How to parse a string with ranges?

I would like to avoid using eval to parse some user input from the REPL that expects lists of integers and may contain some ranges, as in this MWE:

# INPUT:
str = "1 3:3:12 18 20"

# OUTPUT: 
v = eval(Meta.parse("[" * join(split(str),';') * "]"))

The above is fine with me, but a malicious user may erase the whole disk with this kind of thing, as illustrated here.

So my question is, is there an easy way to parse a string with ranges?
Say, a string like: "3:3:12"

Thank you.

some ideas for inspiration:

julia> a = "3:3:12"
"3:3:12"

julia> Base._colon(parse.(Int, split(a, ':'))...)
3:3:12
1 Like

Thanks @jling, I was not aware of this internal tool.

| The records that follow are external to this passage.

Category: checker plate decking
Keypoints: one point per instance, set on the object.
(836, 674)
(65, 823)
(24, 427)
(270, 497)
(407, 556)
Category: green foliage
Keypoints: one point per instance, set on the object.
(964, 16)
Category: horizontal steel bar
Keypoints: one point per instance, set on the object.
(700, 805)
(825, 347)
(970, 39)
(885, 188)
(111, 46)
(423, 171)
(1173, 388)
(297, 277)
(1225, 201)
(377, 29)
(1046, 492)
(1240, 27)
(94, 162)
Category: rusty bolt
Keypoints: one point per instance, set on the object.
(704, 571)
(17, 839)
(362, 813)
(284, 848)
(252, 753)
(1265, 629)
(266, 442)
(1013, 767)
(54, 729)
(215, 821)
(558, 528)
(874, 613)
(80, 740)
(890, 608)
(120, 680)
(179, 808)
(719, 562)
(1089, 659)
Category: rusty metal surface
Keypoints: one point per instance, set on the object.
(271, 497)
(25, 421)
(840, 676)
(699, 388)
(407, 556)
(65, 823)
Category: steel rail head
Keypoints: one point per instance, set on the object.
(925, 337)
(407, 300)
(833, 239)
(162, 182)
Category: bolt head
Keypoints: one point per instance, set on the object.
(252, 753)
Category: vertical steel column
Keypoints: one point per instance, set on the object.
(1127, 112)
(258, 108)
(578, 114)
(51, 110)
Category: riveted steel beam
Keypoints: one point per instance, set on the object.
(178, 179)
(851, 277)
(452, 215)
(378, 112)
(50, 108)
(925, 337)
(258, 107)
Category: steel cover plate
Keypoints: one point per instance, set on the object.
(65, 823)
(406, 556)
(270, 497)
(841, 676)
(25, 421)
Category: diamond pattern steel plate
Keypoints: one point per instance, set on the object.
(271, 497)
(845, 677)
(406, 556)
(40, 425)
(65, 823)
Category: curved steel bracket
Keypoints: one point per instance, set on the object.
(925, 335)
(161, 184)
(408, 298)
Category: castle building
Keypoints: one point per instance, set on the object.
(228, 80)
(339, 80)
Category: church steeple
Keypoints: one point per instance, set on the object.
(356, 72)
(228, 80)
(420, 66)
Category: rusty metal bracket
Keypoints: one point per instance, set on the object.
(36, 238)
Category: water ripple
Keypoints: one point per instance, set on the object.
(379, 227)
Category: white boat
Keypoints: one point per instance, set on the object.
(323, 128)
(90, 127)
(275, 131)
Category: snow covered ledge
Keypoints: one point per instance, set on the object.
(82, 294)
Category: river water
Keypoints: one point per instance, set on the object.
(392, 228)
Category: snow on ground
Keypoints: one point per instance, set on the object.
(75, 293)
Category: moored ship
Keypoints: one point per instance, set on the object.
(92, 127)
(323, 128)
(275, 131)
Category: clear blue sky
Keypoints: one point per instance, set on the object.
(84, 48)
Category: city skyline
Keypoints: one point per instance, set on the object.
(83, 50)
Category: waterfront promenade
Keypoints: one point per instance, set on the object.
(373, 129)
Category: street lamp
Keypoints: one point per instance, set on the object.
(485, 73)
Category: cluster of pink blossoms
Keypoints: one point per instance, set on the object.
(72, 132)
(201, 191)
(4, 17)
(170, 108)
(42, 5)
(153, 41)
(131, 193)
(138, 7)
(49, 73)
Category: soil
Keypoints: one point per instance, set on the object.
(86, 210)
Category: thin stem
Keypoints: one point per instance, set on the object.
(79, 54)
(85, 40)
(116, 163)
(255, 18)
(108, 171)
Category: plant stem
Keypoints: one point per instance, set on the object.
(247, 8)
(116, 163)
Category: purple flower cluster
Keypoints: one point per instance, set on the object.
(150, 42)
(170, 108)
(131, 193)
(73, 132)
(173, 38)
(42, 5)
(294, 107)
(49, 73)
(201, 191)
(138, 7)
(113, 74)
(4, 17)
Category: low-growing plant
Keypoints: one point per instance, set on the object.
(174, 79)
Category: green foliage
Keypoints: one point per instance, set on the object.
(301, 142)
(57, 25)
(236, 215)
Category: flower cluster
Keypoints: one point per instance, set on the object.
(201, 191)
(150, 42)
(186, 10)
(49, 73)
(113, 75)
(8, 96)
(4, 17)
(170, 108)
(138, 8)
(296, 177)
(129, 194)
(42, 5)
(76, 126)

Using eval is definitely not a suggested path.

But stopping short at parsing like so:

julia> vv = Meta.parse("[" * join(split(str),';') * "]")
:([1; 3:3:12; 18; 20])

julia> dump(vv)
Expr
  head: Symbol vcat
  args: Array{Any}((4,))
    1: Int64 1
    2: Expr
      head: Symbol call
      args: Array{Any}((4,))
        1: Symbol :
        2: Int64 3
        3: Int64 3
        4: Int64 12
    3: Int64 18
    4: Int64 20

and then filtering the resulting expression (maybe macro authoring tools can help) and evaluating safely looks promising.

1 Like

FWIW, a three-liner around @jling’s idea, to replace eval in the OP example (edited with Henrique’s solution, and using unique):

# INPUT:
str = "1 3:3:12 18 20"

# CHECK INPUT: 
!all(isnumeric, filter(x -> x ∉ (':',' '), str)) && throw(DomainError(str, "Only integers>0 and ranges, pls!"))

# OUTPUT
v = reduce(unique ∘ vcat, [(':' ∈ s ? (:)(parse.(Int, split(s, ':'))...) : parse(Int,s)) for s in split(str)])
2 Likes

Maybe checking the length of ranges to prevent allocation of too much memory is also a good idea.

1 Like
julia> Base._colon(parse.(Int, split("3:3:12", ':'))...)
3:3:12

This should not be the accepted answer. _colon is undocumented and underscore-prefixed, it should not be used in production code. A better solution (considering that is okay to throw an exception if the format is incorrect) is:

julia> (:)(parse.(Int, split("3:3:12", ':'))...)
3:3:12
3 Likes

I don’t know if it is among the possible cases, but in the case of input with spaces before and/or after ‘:’

istr=" 2 5 3 :  7 6 2 : 3:  9 12 2  :4  :11 23 1:2:11"

rs=findall(r"\d+ *: *\d+( *: *\d+)*",istr)
rngs=getindex.([istr],rs)
ints=replace(istr,(rngs.=>"")...)
parse.(Int,split(ints))

function parserange(rstr)
    rng=parse.(Int,split(rstr,":"))
    if length(rng)==2  insert!(rng,2,1) end
    range(;zip([:start,:step,:stop],rng)...)
end

parserange.(rngs)

PS

I’d be curious to know alternative regular expressions to the one I found to locate the ranges and, if possible, some expressions to find the integers that are not arguments of the ranges (i.e. close -spaces apart- to ‘:’)